Here is the wiring that I have checked on the board for RTS/CTS lines:
Wavecom Prolific PL2303HXD ------------------------------------- 30 (RTS) -> R7 -> VDD N/C -> -> 3 (RTS_N) 37 (CTS) -> ?? 39 (TXD) -> R14 -> 1 (TXD) VDD -> R5 -> 11 (CTS_N) VDD -> R16 -> 12 (SHTD_N) VDD -> R17 -> 13 (GP3) VDD -> R18 -> 14 (GP2)
Normally, the firmware upgrade should be done with the DwlWin application, which one can obtain from the Sierrawireless site, because they bought Wavecom.
I unfortunately was never able to flash the module with it, because the module always NACKed the initial Bootstrap command 0x28. Not sure if it has something to do with the unconnected RTS/CTS lines, because documentation states that these lines are necessary, but I finally gave up on it, it’s not worth the effort.
Nevertheless during my research, I found out a bit about the Downloader-protocol which I want to share with you.
As the DwlWin application is C++ with a lot of classes, it is a pain to reverse-engineer. Fortunately the company M-Star also mad a DwlWin-application for their chips, which seems to be loosely based on the WaveCom DwlWin, but with very verbose debug output and seemingly C-code, so I first had a look at this to find the general principle of the Recovery-procedure. Note that this is not related to the wavecom chip:
Procedure:
Download Bootstrap to chip:
1) Open port with 2400 baud.
2) GetChipID
3) Send SendAndRecvStartFrame
4) Send PacketLengthSettingFrame
5) Change to requested baudrate
6) Send DataFrame until Bootloader is transmitted
7) Send ExitFrame
Then run Bootstrapper:
1) Set Baudrate to 2400 baud
2) Send BootstrapStartFrame
3) Change to requested baudrate
Next is to send Downloader to Bootstrap, which is a seperate protocol spoken
by bootstrapper.
M-Star command frames
Here are the corresponding commands used by M-Star (I don’t explain them any further, i.e. how to calc CRC, because it’s not relevant for Wavecom chips anyway):
#define ACK 0x06
#define NACK 0x15
Frame data is organized as {Command, [Data...], CKSHi CKSLo}
So it has a 16bit frame checksum and specific commands:
PacketLengthSettingFrame = {0x01, LenHi, LenLo, 0x00, 0x00, CKSHi, CKSLo}
Max. 28 bytes
SendAndRecvStartFrame = {0x02, Baudrate, 0x00, 0x00, 0x00, CKSHi, CKSLo}
Baudrate:
1 - 2400
2 - 4800
3 - 9600
4 - 19200
5 - 38400
6 - 57600
7 - 115200
8 - 230400
9 - 460800
10 - 921600
-> ACK
DataFrame = {0x16, ....Framedata..., CKSHi, CKSLo}
-> ACK (0x06)
ExitFrame = {0x04, CRC4, CRC3, CRC2, CRC1, CKSHi, CKSLo}
-> ACK
GetChipID = {0x07, 0x04, 0x00, 0x00, 0x00, CKSHi, CKSLo}
-> ACK (0x06), 4 Bytes chip ID
BootstrapStartFrame = {0x28, 0x02, 0x53, Baudrate, CKSHi, CKSLo}
-> ACK
CKS..Frame Checksum
CRC..CRC over sent application
The Wismo 2C2 protocol
Now the WISMO 2C speak a different protocol.

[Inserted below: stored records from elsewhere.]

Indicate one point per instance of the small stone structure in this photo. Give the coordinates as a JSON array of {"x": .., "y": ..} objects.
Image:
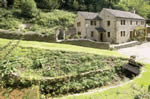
[
  {"x": 133, "y": 66},
  {"x": 60, "y": 34}
]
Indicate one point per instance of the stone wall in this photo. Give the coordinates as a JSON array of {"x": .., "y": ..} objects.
[
  {"x": 125, "y": 45},
  {"x": 127, "y": 28}
]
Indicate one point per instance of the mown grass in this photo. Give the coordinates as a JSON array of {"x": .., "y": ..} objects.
[
  {"x": 53, "y": 63},
  {"x": 65, "y": 47},
  {"x": 127, "y": 91}
]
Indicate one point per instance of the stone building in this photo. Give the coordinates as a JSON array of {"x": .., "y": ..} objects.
[{"x": 109, "y": 25}]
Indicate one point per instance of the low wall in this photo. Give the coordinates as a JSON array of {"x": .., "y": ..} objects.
[
  {"x": 125, "y": 45},
  {"x": 88, "y": 43},
  {"x": 30, "y": 36}
]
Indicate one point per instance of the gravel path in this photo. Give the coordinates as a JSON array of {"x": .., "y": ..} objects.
[{"x": 142, "y": 52}]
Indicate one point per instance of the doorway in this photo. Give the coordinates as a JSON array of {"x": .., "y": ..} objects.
[
  {"x": 101, "y": 36},
  {"x": 131, "y": 35}
]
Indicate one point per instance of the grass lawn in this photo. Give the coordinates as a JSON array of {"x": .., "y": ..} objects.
[
  {"x": 56, "y": 46},
  {"x": 125, "y": 92}
]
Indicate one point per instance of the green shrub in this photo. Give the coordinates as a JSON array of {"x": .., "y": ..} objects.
[
  {"x": 48, "y": 4},
  {"x": 28, "y": 8},
  {"x": 37, "y": 64}
]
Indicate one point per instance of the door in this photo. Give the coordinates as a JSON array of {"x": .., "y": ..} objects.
[
  {"x": 131, "y": 35},
  {"x": 101, "y": 37}
]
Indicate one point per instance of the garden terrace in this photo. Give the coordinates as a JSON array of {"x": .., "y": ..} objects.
[{"x": 61, "y": 72}]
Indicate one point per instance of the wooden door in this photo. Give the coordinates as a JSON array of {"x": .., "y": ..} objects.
[
  {"x": 101, "y": 36},
  {"x": 131, "y": 35}
]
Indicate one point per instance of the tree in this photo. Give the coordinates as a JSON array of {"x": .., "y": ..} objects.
[
  {"x": 48, "y": 4},
  {"x": 28, "y": 8}
]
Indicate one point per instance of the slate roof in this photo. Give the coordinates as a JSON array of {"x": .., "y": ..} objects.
[
  {"x": 100, "y": 29},
  {"x": 123, "y": 14},
  {"x": 90, "y": 15}
]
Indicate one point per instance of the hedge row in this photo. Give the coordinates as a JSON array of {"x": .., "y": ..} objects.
[
  {"x": 71, "y": 84},
  {"x": 30, "y": 36}
]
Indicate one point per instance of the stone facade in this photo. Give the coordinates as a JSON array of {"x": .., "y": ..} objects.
[{"x": 116, "y": 28}]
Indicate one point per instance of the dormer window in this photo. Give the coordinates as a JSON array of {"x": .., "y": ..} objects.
[
  {"x": 93, "y": 23},
  {"x": 136, "y": 22},
  {"x": 78, "y": 24},
  {"x": 142, "y": 22},
  {"x": 131, "y": 22},
  {"x": 123, "y": 22},
  {"x": 108, "y": 23}
]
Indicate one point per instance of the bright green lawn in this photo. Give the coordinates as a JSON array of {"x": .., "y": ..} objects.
[
  {"x": 124, "y": 92},
  {"x": 65, "y": 47}
]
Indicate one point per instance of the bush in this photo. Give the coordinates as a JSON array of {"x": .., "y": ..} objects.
[
  {"x": 48, "y": 4},
  {"x": 28, "y": 8},
  {"x": 37, "y": 64}
]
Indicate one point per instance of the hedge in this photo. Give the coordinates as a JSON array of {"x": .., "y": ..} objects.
[{"x": 30, "y": 36}]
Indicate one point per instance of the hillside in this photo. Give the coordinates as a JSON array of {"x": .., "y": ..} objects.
[{"x": 44, "y": 23}]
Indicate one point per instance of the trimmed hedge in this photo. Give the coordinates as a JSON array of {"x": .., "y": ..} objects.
[{"x": 30, "y": 36}]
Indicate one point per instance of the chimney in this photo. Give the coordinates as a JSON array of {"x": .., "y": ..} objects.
[{"x": 133, "y": 11}]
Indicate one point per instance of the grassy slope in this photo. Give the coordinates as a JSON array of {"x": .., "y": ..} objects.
[
  {"x": 124, "y": 92},
  {"x": 56, "y": 46}
]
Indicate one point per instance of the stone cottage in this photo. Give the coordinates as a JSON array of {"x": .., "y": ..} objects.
[{"x": 109, "y": 25}]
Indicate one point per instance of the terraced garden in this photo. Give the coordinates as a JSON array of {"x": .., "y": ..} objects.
[{"x": 62, "y": 72}]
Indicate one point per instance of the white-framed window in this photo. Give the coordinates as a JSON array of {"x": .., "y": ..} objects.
[
  {"x": 93, "y": 23},
  {"x": 108, "y": 34},
  {"x": 79, "y": 33},
  {"x": 92, "y": 33},
  {"x": 130, "y": 22},
  {"x": 123, "y": 22},
  {"x": 142, "y": 22},
  {"x": 78, "y": 24},
  {"x": 108, "y": 23},
  {"x": 123, "y": 34},
  {"x": 136, "y": 22}
]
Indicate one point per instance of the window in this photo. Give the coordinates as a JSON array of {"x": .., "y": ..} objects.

You can use the same baudrate table as above with the M-Star protocol.
CKS (Frame checksum) is always an XORed sum over the previous bytes of the frame, so very easy to calc.
Every data frame is organized as {Len, [Data…], CKS}
Therefore:
SendAndRecvStartFrame = {0x04, 0x53, Baudrate, 0x43, 0x01, CKS}
-> ACK
DataFrame = {Len, [Data...], CKS}
ExitFrame = {0x00, 0x00}
-> ACK
SetBaudrate = {0x02, 0x53, Baudrate, CKS}
0x53 = 'S' = Baudrate
0x50 = 'P' = Parity (0...None)
0x54 = 'T' = Stopbits (1..1 Stopbit)
Introduce downloader:
= {0x09, Ver_Maj, Ver_min, Ver_release, Ver_build, ?Baudrate?, Unixtime1, Unixtime2, Unixtime3, Unixtime4, CKS}
Ver_*.......Version octets of DWLWin Version
Unixtime*...Current time_t Unixtime timestamp as DWORD
I guess, nobody really has a use for this, but I just wanted to dump the information here in case there is interest in it and to save other ppl the effort of reversing it.